Sandy Ahn and Sabrina Corlette from the Center on Health Insurance Reforms at Georgetown University released a paper through the Urban Institute Research Hub analyzing the findings of state laws that lower consumers’ financial barriers to key health care services, primarily through regulation of health plan benefit design in the individual and small-group insurance markets. The research included a survey of laws and policies in all 50 states and D.C., and in-depth interviews of stakeholders in four states with such policies.

Findings

Six states and D.C. have policies aimed at lowering cost-sharing for key health care services in the individual and small-group markets through state-prescribed standardized plan designs: California, Connecticut, D.C. (only individual market), Massachusetts, New York, Oregon and Vermont. In most states, standardized benefit plans include requirements that insurers cover the following services before consumers must meet a deductible: doctor’s visits for non-preventive primary care, specialty care, mental health and substance use disorder (MH/SUD), urgent care and generic prescription drugs. Through stakeholder interviews, researchers found that these policies requiring standardized plans:

  • were designed to create value for consumers by making high-value health care services more accessible and affordable, although data to assess the impact of pre-deductible coverage is not yet available;
  • were developed and implemented in an open process with stakeholder input; and
  • are challenging to develop within federal limits related to benefit design.

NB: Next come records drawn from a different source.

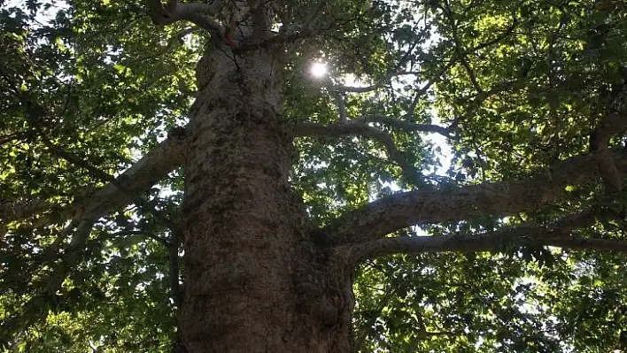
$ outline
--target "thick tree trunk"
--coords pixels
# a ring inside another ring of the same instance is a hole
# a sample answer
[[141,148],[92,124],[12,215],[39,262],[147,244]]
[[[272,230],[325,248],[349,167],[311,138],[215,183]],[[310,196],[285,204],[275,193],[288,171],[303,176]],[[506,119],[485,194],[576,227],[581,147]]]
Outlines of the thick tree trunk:
[[350,269],[307,234],[269,52],[198,65],[185,167],[182,336],[193,352],[346,352]]

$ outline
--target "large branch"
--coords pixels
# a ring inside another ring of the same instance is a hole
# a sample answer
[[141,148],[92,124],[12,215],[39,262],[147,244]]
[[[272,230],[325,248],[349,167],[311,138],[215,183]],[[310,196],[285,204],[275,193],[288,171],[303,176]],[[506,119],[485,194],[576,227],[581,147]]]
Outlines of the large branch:
[[212,4],[205,3],[178,4],[176,0],[169,0],[164,6],[161,0],[148,0],[148,15],[152,22],[159,26],[166,26],[180,20],[188,20],[212,34],[215,45],[220,45],[224,39],[222,27],[214,18],[222,7],[221,0],[215,0]]
[[418,185],[419,173],[407,162],[402,151],[399,150],[390,134],[360,122],[322,125],[302,123],[296,127],[296,134],[299,136],[342,136],[356,134],[367,136],[381,142],[388,152],[388,157],[403,170],[403,174],[414,185]]
[[443,251],[495,251],[504,246],[548,245],[577,250],[599,250],[627,252],[627,242],[609,239],[577,238],[574,236],[532,236],[515,237],[515,234],[500,232],[464,236],[401,236],[382,238],[359,244],[352,248],[353,258],[358,262],[364,257],[374,257],[398,253],[422,253]]
[[598,216],[621,219],[611,210],[588,209],[548,225],[527,223],[479,234],[401,236],[376,239],[350,247],[352,261],[394,254],[439,251],[503,250],[522,245],[551,245],[564,249],[627,252],[627,242],[572,236],[576,229],[592,226]]
[[[97,219],[112,210],[123,207],[135,199],[141,192],[167,175],[177,166],[182,165],[185,158],[185,139],[182,135],[169,137],[143,157],[120,174],[115,182],[96,189],[72,207],[55,210],[53,217],[42,216],[35,226],[45,226],[56,221],[74,219]],[[121,188],[120,188],[120,186]],[[13,205],[12,208],[11,206]],[[55,205],[36,201],[21,205],[12,203],[3,204],[3,221],[27,219],[36,213],[55,209]]]
[[453,131],[450,128],[440,127],[433,124],[417,124],[413,123],[405,119],[394,119],[385,115],[363,115],[353,119],[354,121],[360,121],[363,123],[375,122],[389,125],[391,127],[398,127],[406,133],[412,132],[424,132],[424,133],[437,133],[445,137],[450,139],[454,139],[455,136],[453,135]]
[[132,203],[185,160],[184,135],[171,136],[127,169],[106,186],[96,190],[82,205],[80,218],[98,219],[111,211]]
[[618,192],[623,179],[608,149],[609,139],[627,128],[627,113],[615,113],[605,117],[590,135],[590,152],[593,154],[605,185],[611,192]]
[[[615,149],[612,156],[616,167],[627,173],[627,151]],[[357,243],[418,224],[527,211],[553,203],[568,185],[600,176],[594,158],[588,155],[569,158],[522,180],[404,192],[349,211],[314,231],[314,236],[323,244]]]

Implications for Policy and Practice

Some federal proposals to repeal and replace the Affordable Care Act are likely to result in more consumers purchasing high deductible health plans. State and federal policymakers can learn from the experiences of the six states and D.C. that enacted policies to minimize the deductible as a financial barrier to needed care. Policymakers may wish to consider requiring coverage of certain services pre-deductible or establishing cost-sharing limits for specific services in order to improve consumers’ access to necessary care.